The statistically significant increase at grade 7 compared with 2017 could be interpreted as suggesting a small upwards adjustment to grade standards would have been appropriate at this grade this summer. Further, our contextual analyses suggests that the small differences in the NRT sample, and the student survey results, are unlikely to fully account for change in performance. 

We have considered, however, that the change compared with 2017 is only significant at the 0.05 level of significance, and that the 2024 NRT outcomes in maths are similar to those seen in 2019. At that time, we decided not to make an adjustment because we considered that the increase relative to 2017 was likely due to the sawtooth effect and the improvements that we might expect in the first few years that a qualification is available. To make an adjustment now would be rewarding a level of performance that we have previously decided not to (because we were not confident that it reflected a genuine improvement in attainment). 

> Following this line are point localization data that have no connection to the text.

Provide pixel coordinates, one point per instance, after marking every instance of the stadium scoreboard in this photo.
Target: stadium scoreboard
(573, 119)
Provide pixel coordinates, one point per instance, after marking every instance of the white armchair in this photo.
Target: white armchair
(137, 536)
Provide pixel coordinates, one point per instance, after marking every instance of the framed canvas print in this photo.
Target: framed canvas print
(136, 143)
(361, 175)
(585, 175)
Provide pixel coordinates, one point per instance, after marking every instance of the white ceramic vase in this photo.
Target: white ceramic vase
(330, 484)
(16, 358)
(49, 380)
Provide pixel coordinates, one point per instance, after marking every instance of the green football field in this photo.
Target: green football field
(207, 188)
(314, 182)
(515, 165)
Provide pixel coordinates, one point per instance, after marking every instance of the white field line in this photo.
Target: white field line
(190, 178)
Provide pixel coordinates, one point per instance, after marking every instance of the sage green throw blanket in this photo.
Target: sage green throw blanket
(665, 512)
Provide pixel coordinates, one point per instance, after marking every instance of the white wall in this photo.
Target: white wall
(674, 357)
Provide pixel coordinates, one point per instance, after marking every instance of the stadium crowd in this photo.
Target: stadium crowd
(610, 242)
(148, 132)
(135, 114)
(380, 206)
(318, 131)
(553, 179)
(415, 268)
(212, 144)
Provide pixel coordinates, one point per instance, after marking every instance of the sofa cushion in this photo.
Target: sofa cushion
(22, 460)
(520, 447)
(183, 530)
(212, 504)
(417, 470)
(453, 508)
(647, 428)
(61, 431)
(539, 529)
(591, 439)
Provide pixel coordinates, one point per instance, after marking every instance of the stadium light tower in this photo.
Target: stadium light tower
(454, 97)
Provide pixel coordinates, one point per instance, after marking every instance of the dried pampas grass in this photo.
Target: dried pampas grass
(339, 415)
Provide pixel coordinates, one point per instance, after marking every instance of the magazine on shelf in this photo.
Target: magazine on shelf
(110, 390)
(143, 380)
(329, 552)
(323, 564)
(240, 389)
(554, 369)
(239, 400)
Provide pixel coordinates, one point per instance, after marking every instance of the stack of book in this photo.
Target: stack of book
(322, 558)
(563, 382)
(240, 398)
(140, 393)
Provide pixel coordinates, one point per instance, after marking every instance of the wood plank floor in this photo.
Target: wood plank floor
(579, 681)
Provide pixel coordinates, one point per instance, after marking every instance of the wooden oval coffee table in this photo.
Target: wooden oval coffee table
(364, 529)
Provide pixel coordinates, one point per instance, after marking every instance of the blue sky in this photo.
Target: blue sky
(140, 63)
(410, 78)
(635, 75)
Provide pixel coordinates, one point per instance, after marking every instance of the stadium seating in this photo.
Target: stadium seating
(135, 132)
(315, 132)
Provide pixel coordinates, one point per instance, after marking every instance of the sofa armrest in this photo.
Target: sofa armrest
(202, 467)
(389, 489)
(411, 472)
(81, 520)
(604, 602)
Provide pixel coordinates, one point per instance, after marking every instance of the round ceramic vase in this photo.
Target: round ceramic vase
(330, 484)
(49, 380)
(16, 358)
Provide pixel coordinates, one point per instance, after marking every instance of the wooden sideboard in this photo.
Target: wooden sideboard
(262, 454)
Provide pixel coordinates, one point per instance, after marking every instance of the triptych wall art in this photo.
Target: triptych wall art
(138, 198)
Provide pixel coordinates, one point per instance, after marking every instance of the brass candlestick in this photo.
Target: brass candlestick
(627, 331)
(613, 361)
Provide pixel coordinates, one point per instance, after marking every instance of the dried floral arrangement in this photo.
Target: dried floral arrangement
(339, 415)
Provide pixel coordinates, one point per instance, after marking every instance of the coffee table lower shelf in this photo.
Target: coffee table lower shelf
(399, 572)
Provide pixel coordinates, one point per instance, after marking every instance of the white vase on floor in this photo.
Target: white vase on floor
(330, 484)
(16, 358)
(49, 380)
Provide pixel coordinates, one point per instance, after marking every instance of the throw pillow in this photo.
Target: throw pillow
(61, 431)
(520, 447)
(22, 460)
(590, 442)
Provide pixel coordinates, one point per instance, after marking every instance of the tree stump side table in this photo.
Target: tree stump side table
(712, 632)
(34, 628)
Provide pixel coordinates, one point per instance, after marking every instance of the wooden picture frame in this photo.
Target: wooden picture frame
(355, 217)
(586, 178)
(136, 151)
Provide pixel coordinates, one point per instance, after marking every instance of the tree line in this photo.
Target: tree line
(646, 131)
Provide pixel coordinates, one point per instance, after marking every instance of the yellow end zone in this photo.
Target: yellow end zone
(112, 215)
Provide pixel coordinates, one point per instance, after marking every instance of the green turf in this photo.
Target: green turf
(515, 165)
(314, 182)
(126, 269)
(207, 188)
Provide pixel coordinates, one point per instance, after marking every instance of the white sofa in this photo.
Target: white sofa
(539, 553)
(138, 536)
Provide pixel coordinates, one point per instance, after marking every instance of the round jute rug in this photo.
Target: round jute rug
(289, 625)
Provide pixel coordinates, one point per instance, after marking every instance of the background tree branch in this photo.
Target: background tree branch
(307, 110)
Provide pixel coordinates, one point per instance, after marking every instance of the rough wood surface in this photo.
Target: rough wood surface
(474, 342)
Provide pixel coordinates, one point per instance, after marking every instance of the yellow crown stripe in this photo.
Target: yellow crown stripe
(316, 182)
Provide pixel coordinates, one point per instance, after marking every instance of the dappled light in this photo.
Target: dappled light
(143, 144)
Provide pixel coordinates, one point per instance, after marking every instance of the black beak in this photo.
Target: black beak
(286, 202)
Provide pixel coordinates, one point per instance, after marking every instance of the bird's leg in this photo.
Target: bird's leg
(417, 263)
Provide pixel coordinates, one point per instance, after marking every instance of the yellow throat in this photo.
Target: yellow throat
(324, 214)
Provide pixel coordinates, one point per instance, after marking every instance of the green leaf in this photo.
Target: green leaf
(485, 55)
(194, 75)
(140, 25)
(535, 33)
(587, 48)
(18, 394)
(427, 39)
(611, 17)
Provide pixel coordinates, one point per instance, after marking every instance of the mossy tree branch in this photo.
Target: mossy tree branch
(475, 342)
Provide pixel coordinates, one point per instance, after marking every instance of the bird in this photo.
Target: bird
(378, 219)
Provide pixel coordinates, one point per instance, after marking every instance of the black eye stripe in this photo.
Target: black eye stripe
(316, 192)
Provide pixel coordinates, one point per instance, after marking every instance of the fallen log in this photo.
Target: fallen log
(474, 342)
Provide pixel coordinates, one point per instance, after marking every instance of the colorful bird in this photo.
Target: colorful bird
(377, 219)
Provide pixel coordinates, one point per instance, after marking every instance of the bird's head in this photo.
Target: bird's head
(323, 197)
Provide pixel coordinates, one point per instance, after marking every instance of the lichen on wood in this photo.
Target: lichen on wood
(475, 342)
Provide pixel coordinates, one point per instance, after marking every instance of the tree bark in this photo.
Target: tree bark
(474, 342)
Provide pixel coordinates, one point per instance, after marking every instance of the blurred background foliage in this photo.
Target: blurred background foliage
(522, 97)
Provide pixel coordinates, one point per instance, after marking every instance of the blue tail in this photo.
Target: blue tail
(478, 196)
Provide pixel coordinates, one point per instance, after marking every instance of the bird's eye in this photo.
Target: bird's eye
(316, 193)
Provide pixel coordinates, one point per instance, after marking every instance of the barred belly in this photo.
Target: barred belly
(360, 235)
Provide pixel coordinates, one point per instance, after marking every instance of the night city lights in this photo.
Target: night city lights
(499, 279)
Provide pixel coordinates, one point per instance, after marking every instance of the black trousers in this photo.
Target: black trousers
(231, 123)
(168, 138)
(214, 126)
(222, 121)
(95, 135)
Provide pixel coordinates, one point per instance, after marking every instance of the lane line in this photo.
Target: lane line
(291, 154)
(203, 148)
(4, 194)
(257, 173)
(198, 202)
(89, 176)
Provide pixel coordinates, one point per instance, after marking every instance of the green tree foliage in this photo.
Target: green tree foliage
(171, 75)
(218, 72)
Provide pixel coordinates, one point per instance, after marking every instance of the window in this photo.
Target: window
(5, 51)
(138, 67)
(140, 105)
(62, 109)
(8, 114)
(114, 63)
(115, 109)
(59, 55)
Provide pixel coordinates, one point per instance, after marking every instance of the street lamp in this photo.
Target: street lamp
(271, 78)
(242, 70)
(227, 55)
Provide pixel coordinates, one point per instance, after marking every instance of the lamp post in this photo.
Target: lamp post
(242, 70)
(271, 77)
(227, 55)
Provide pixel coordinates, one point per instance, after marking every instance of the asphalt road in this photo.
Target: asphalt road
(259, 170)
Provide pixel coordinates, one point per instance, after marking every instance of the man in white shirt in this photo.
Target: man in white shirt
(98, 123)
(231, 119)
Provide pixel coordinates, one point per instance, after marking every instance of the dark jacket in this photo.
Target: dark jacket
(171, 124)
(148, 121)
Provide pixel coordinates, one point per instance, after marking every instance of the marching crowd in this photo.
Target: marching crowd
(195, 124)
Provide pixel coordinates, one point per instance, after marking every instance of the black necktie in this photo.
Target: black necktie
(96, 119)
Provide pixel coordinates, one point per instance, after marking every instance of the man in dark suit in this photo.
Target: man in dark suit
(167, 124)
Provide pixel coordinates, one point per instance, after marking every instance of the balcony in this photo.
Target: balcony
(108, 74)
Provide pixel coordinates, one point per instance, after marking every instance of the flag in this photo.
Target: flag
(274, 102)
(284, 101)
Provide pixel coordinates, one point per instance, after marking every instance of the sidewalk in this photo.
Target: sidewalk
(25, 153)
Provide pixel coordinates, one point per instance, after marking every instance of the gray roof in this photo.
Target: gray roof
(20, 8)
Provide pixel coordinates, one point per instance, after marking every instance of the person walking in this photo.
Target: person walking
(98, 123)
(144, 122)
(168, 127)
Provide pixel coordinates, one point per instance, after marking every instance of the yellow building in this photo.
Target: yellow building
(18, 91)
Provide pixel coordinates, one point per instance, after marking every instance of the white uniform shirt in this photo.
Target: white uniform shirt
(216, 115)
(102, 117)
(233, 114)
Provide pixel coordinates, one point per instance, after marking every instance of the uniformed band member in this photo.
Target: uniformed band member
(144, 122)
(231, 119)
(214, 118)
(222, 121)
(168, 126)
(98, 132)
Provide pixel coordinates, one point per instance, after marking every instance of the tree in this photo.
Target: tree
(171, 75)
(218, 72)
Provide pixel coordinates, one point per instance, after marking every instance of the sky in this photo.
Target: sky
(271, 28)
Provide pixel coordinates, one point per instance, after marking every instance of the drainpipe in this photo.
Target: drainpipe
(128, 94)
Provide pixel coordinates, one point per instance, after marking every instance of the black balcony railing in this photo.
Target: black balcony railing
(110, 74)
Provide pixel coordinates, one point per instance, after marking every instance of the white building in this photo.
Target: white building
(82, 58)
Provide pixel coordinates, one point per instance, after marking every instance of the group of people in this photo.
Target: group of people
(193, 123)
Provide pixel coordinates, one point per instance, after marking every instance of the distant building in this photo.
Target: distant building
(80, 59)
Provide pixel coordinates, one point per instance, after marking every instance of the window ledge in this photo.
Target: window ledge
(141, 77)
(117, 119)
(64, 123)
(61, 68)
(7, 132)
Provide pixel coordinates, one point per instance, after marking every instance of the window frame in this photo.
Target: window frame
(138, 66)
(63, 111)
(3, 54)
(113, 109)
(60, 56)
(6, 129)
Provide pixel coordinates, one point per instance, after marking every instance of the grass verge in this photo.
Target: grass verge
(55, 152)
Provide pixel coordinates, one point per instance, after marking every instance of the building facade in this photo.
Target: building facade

Taking into account our principles of consistency (that our decisions should be consistent between years) and acting judiciously (that we will be cautious in applying any adjustment), we have therefore decided not to make an adjustment in maths at grade 7 this summer. In subsequent years, we will consider any trends and apply the principles outlined above, when deciding whether any change in the NRT reflects a genuine improvement in attainment.

  1. There are different levels of statistical significance. A 0.05 significance level indicates a 1 in 20 chance of the difference occurring by chance; at the 0.01 level of significance, that reduces to a 1 in 100 chance.